Not that this fact comes into play on a regular basis in my world.  But on the occasions that she is in town and at my house to enjoy a meal, it really would behoove me to remember that pasta with meat sauce or chicken pot pie isn’t really going to appeal to her. Like the other week when it wasn’t until the pot pie was in the oven that I remembered I wasn’t sure if Anne ate chicken or not.  And I did not immediately have a Plan B.

Thanks to my current obsessive/compulsive fixation with waffles, I managed to turn this potential dinner disaster into a major save.  See, I had recently made a batch of overnight waffles and had some leftovers lurking in the freezer.  So when Anne confirmed that chicken pot pie sounded lovely but that she didn’t eat chicken, my mind quickly started to take a mental inventory of what other choices were available.  Since I can’t seem to remember squat, I had to start opening cabinets, cupboards, refrigerator bins, and the freezer to see what our options were.  It was there that I spotted my frozen waffley salvation.

The beauty of the frozen waffle is that it goes from freezer to plate very quickly.  So as the pot pie was finishing up in the oven, frozen waffles went into the toaster and some eggs got scrambling.  By the time the waffles and eggs were plated, the pot pie was ready to be served.  Anne felt bad that I made a separate meal for her but what she didn’t realize was that A) I should have made sure I inquired about any dietary restrictions and B) I totally scored by having more chicken pot pie leftovers.  And if she’s reading this post, I hope she knows that it was my pleasure to give her some breakfast styled dinner and any additional pot pie leftovers were merely an unintended bonus.

I’d also like to thank her for giving me the idea for this post.  She left a comment on the Sour Cream Waffles asking if they were the ones she had at my house.  I said no, but that I hadn’t been able to come up with a story for the ones she had.  And in that moment, I knew what this story would be.  It would be about a superhero (overnight waffles) saving a  damsel in distress (me) from a villainous rascal (my ever failing memory).  If only I were an artist, I could totally turn that into a comic…the Adventures of (Waffle) Iron Man.

Yeasted Waffles

Adapted from Cook’s Illustrated

BAH Note: Generally speaking, I liked these waffles.  I liked that the batter could sit in the fridge for up to 24 hours which made them a great weeknight breakfast for dinner option.  I liked that the exterior was thin and crisp but I found that as I worked my way through the batter, later waffles were dark on one side while pale on the other.  Earlier waffles were evenly browned on both sides.  I didn’t detect a difference in the taste of these later waffles.  I got about 14 regular sized waffles from one batch of batter.  So plan on either feeding a lot of people or storing well wrapped leftovers in the freezer for later enjoyment.

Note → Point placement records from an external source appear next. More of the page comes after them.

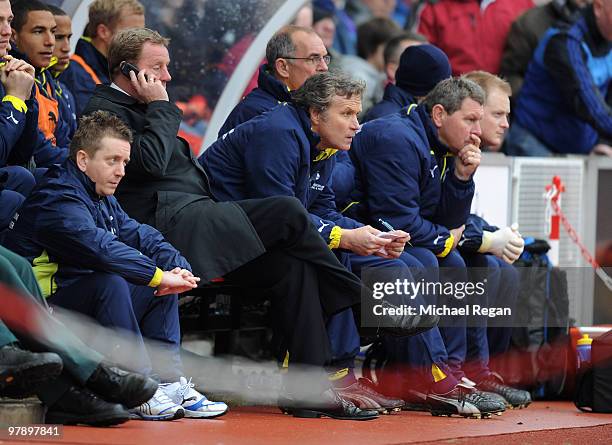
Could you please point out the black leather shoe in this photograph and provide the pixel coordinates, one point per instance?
(81, 406)
(364, 395)
(119, 386)
(22, 372)
(331, 405)
(404, 325)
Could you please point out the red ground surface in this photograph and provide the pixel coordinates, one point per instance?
(541, 423)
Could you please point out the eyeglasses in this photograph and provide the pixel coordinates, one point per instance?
(315, 60)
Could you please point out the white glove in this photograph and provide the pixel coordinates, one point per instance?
(506, 243)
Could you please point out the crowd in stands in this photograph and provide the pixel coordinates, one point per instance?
(354, 149)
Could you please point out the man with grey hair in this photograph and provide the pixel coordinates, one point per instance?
(293, 54)
(267, 244)
(414, 172)
(291, 151)
(88, 66)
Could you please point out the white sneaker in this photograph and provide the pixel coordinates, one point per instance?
(159, 407)
(196, 405)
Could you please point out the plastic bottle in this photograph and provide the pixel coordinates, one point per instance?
(583, 350)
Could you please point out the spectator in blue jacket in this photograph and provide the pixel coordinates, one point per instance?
(65, 98)
(414, 170)
(278, 154)
(489, 252)
(90, 256)
(564, 105)
(88, 66)
(420, 68)
(293, 54)
(16, 83)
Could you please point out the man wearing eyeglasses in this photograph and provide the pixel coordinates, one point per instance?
(293, 54)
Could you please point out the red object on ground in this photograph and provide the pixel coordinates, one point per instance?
(542, 422)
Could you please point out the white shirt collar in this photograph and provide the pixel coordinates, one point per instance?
(117, 87)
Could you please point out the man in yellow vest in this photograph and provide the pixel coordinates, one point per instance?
(33, 33)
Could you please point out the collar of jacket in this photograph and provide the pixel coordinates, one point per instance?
(118, 96)
(395, 94)
(83, 179)
(438, 147)
(598, 44)
(270, 84)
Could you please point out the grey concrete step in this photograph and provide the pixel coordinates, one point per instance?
(21, 412)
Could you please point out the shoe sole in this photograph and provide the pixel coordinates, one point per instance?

When choosing your bowl, remember that the batter will approximately double in size.  So make sure that you give yourself enough room for the batter to grow without turning your refrigerator shelf into a yeasted waffle swamp.

  • 1 3/4 cups whole milk
  • 2 cups all purpose flour
  • 2 tablespoons sugar
  • 1/2 teaspoon spiced sugar (optional)
  • 1 teaspoon salt
  • 1 package yeast
  • 2 large eggs
  • 1 teaspoon vanilla

Combine the milk and butter in a microwave safe bowl and heat on 50% power until the butter is melted.  You want the liquid warm but not boiling.  Let cool for five minutes.

Meanwhile, whisk together the flour, sugar, salt, and yeast in a large bowl.  In a second bowl, whisk the eggs and vanilla.

Slowly add the cooled milk mixture into the dry ingredients and stir until the batter is smooth.  Add the egg mixture to the batter and mix until all ingredients are completely combined.  Cover the bowl tightly with plastic wrap and refrigerate for 12 to 24 hours.

When ready to cook, remove the batter from the refrigerator while you heat your waffle iron.  Whisk the batter until it has deflated and the ingredients have been reincorporated.  Using an ice cream disher, place one scoop of batter into each waffle mold and cook according to your waffle maker’s instructions.

Leftover waffles should be cooled completely before wrapping in a double layer of plastic wrap for freezing.